Qué significa para quien usa Hide My Email para protegerse
El punto que más debería preocupar al usuario común es para qué sirve realmente esta función. Mucha gente la activa por razones muy concretas:
- Reducir el spam al no exponer su correo principal.
- Crear cuentas sin que queden vinculadas a su dirección e identidad personal.
- Evitar que su información personal quede en manos de un sitio que después sufra una filtración de datos.
Ahí está el problema de fondo, y Murphy lo puso sobre la mesa sin rodeos: una dirección de correo filtrada rara vez se queda sola.
Los sitios de búsqueda de personas, gratuitos y de acceso público, facilitan enlazar una dirección de correo con otros datos personales, así que quienes dependen de Hide My Email para su seguridad podrían estar en riesgo. — Tyler Murphy
Traducido: existen bases de datos abiertas que, a partir de un correo, permiten llegar al nombre, la ubicación u otros datos de una persona. Para alguien que usa el alias precisamente para no ser identificado —por seguridad personal, no solo por comodidad—, ese salto es exactamente lo que quería evitar. Y no es una función gratuita: Hide My Email forma parte de iCloud+, es decir, es algo por lo que el usuario paga.

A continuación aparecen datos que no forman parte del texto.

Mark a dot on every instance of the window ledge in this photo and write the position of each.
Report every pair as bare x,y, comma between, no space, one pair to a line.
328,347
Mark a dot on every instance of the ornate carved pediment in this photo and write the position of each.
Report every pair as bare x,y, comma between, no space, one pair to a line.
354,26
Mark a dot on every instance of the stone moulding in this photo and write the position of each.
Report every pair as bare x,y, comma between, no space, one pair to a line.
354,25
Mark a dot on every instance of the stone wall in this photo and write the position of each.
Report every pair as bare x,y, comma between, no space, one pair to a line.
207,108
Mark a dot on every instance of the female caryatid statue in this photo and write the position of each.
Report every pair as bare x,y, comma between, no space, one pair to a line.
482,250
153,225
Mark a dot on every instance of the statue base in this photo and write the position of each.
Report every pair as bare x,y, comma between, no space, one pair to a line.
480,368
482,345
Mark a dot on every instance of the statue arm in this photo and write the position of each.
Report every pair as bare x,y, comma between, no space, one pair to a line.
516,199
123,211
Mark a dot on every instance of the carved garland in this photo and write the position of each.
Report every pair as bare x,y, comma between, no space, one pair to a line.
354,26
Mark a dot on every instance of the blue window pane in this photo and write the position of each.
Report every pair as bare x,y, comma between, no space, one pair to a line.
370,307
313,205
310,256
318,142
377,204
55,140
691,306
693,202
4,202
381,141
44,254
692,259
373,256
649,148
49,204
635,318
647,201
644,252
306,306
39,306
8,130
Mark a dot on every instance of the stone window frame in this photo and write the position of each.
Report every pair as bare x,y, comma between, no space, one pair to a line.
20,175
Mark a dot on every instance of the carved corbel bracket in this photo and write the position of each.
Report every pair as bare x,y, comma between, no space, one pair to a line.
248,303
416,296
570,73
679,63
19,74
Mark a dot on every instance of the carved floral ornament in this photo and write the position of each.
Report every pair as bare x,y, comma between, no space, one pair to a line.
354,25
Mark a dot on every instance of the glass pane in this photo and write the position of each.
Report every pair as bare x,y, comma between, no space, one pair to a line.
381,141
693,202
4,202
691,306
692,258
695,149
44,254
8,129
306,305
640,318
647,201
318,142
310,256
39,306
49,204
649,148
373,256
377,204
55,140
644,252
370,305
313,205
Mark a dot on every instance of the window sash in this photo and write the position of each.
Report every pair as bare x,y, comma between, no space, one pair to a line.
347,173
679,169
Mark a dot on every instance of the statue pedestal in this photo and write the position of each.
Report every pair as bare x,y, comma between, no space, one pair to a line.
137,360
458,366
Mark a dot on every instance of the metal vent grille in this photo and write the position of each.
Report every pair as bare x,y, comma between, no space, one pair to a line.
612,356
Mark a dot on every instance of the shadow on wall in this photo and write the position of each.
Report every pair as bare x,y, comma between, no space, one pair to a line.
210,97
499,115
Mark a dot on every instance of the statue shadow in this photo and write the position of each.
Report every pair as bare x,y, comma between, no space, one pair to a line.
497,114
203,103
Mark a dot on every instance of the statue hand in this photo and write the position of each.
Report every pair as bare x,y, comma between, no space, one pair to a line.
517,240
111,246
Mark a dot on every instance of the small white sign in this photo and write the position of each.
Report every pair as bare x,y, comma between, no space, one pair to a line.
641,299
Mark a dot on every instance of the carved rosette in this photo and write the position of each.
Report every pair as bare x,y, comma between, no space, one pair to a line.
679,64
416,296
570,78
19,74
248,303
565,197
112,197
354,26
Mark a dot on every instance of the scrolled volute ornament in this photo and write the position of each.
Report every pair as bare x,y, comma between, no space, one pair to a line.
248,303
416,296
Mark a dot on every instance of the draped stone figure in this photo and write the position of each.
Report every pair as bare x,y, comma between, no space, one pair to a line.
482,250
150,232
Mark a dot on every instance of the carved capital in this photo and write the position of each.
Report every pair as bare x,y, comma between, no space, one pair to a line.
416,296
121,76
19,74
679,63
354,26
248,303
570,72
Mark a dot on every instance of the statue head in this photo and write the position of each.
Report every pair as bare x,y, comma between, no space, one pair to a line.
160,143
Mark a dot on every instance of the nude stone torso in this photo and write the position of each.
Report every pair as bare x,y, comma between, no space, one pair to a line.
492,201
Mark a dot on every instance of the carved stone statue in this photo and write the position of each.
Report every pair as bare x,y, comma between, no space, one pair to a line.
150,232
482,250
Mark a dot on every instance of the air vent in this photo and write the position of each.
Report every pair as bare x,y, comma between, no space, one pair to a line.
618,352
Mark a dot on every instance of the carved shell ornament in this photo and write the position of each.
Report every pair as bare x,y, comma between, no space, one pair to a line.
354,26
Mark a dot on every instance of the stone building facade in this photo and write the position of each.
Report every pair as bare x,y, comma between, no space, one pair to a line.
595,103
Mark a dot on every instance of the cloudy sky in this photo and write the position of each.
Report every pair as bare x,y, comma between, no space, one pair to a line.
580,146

El cambio de dominio ya venía debilitando la función
Este golpe llega sobre otro que ya tenía inquietos a los usuarios. En junio de 2026, Apple anunció que trasladará los alias de Hide My Email del dominio @icloud.com a uno nuevo, private.icloud.com. El cambio tiene un efecto secundario incómodo: al quedar todas las direcciones bajo un dominio identificable, es más fácil que sitios y servicios bloqueen los registros hechos con esos alias. TechCrunch reportó que la modificación volverá la función bastante menos efectiva. Sumado a la vulnerabilidad que Apple no corrige, el resultado es una herramienta de privacidad presionada por dos frentes al mismo tiempo.
Por ahora, la carga recae en quienes pagaron por una promesa de privacidad que Apple no ha cumplido. Hasta que llegue el parche, lo más prudente es asumir que un alias de Hide My Email ya no garantiza el anonimato que ofrece en la etiqueta.